生理用品を無料配布する男女共同参画課の窓口(草津市役所)

生理用品を無料配布する男女共同参画課の窓口(草津市役所)

 滋賀県草津市は15日から、生理用品を希望する女性に市役所窓口や小中学校などで無料配布する。新型コロナウイルス感染症対策の一環で、経済的な理由などで生理用品が購入できない「生理の貧困」の支援が狙い。市によると、滋賀県内の自治体では初めての取り組みという。

 生理用ナプキンは、市の防災備蓄用計約850パック(1パック平均24枚入り)を活用する。1人につき、おおむね2カ月分の使用量となる2パック。立命館大びわこ・くさつキャンパスの保健センターで100人分、市役所7階の男女共同参画課と隣接するさわやか保健センター1階で計123人分を配る。窓口で身分証明や貧困状況の確認などは不要。生理用品希望を告げることに抵抗のある人は花言葉が思いやりのチューリップをあしらった看板を指すと女性職員が応対する。中身が見えないように紙袋で渡す。
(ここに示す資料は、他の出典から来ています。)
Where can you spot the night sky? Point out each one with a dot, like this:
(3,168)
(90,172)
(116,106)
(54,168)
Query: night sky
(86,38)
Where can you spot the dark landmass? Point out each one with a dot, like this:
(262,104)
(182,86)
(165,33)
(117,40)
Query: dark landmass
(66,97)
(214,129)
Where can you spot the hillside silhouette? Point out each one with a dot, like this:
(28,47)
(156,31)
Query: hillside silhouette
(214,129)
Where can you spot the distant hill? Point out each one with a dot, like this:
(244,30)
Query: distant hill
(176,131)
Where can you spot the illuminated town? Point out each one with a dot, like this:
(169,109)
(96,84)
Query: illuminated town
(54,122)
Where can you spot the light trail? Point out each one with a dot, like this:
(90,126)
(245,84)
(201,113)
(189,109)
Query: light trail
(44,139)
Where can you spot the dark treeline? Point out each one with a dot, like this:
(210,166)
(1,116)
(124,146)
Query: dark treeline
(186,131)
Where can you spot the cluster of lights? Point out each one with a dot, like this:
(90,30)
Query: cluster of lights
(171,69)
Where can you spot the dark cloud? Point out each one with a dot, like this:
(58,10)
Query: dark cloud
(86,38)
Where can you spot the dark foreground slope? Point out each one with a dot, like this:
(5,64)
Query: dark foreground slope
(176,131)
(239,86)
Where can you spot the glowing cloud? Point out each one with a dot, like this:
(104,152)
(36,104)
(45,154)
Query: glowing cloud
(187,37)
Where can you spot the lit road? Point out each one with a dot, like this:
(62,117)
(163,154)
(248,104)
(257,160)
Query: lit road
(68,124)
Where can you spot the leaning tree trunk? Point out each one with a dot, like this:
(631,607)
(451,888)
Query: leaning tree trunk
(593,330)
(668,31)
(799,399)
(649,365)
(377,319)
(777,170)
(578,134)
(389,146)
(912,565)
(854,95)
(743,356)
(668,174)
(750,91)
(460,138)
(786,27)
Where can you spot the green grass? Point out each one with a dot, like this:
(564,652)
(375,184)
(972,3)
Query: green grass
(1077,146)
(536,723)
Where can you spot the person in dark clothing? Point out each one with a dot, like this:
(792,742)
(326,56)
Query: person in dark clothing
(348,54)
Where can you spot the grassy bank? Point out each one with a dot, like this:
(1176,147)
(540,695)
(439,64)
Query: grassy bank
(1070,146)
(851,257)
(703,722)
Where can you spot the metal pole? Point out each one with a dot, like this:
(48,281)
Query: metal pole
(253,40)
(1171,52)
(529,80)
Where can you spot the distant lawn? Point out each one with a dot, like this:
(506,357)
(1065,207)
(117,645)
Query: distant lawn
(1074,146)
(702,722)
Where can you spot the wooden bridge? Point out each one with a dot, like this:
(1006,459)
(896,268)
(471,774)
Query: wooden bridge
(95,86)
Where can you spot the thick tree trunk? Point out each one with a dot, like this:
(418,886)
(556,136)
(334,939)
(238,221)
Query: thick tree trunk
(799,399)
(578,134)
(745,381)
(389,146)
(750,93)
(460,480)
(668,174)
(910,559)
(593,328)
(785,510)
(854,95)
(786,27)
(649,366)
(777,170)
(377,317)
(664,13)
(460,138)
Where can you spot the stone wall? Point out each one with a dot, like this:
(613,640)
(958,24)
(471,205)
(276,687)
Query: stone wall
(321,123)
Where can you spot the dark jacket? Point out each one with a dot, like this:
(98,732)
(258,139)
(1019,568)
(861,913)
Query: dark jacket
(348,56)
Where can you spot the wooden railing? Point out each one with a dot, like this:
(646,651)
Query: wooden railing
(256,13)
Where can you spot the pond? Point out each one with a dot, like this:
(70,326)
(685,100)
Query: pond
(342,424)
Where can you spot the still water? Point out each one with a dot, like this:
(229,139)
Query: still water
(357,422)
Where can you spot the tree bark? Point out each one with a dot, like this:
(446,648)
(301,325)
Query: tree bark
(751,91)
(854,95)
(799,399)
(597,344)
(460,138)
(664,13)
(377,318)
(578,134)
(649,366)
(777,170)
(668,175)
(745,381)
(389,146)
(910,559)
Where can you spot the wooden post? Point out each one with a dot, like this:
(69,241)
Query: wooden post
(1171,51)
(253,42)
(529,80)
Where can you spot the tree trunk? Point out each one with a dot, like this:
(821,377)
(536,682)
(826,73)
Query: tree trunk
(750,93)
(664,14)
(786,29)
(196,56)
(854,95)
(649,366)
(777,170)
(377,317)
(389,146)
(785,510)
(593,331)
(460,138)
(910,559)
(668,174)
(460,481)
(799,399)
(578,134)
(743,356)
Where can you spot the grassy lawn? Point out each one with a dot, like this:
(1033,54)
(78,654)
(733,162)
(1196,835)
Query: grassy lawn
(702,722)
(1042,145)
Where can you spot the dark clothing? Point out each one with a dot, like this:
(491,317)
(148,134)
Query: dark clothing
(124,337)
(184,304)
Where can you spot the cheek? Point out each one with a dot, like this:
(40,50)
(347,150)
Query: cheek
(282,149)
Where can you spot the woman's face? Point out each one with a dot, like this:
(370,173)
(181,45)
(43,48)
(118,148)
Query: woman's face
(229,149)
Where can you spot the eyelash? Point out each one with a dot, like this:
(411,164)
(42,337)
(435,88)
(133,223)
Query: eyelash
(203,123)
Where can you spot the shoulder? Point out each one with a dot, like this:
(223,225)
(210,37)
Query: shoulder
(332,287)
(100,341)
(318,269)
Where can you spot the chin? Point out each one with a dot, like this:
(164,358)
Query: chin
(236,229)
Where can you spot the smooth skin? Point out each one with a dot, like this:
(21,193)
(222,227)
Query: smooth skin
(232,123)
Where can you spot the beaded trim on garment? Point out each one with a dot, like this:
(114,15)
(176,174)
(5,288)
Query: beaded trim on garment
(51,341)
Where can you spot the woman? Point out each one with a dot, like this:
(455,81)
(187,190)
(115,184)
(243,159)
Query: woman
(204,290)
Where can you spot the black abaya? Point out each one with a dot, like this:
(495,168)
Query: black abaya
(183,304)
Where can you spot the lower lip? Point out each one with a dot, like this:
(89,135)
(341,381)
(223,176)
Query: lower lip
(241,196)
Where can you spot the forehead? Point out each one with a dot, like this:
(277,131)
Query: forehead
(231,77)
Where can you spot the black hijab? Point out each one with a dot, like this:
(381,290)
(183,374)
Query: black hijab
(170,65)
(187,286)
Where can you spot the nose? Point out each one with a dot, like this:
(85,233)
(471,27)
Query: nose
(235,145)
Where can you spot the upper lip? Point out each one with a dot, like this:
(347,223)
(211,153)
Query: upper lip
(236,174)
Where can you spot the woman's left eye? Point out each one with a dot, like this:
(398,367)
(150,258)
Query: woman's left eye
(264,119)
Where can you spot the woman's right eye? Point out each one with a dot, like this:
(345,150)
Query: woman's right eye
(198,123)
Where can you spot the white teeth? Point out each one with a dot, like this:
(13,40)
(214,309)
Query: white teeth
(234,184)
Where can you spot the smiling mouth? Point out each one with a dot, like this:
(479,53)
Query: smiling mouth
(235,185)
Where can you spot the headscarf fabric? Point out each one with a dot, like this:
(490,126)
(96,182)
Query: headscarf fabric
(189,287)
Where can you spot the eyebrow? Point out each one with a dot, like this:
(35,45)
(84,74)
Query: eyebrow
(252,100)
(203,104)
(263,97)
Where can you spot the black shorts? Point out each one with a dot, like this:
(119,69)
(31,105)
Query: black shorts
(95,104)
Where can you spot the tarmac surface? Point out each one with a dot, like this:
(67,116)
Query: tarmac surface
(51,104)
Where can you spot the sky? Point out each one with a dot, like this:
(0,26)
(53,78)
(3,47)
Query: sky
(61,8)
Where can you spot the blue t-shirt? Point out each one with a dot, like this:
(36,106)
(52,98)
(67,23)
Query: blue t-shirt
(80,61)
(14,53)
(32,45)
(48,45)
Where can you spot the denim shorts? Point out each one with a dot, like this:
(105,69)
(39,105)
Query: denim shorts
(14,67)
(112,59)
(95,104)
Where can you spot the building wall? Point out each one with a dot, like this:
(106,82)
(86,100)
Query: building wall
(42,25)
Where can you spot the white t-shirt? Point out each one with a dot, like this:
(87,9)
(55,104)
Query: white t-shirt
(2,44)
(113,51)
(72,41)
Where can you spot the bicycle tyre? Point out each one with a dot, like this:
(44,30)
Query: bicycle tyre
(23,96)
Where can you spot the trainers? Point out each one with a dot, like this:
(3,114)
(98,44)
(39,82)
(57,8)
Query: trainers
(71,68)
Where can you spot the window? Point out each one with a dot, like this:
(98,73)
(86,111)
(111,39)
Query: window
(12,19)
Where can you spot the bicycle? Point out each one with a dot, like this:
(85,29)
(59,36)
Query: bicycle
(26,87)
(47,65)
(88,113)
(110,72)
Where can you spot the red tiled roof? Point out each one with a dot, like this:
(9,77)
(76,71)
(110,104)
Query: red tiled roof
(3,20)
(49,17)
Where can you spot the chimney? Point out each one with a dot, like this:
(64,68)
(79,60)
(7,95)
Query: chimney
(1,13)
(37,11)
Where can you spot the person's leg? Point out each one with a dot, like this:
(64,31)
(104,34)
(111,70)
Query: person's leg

 市男女共同参画課は「資金の貸し付けや女性全般の相談先を記載したチラシも同封しているので必要な支援につなげたい」としている。

 また、市は市立小中全20校の保健室にも生理用品を準備し、必要な児童生徒には数個程度渡す。用意した品数がなくなり次第終了するが、今後継続的な配布について検討する。

 地域で性教育に取り組む「まちの保健室ちむちむ」(草津市)の脇野千惠代表は「貧困の入り口対策として良い取り組みで、女性の権利保障につなげてほしい。学校では生理用品は家庭で用意するとの意識が強い。保健室のほか各トイレに置いて自由に取れるようにしてもいいと思う」と話している。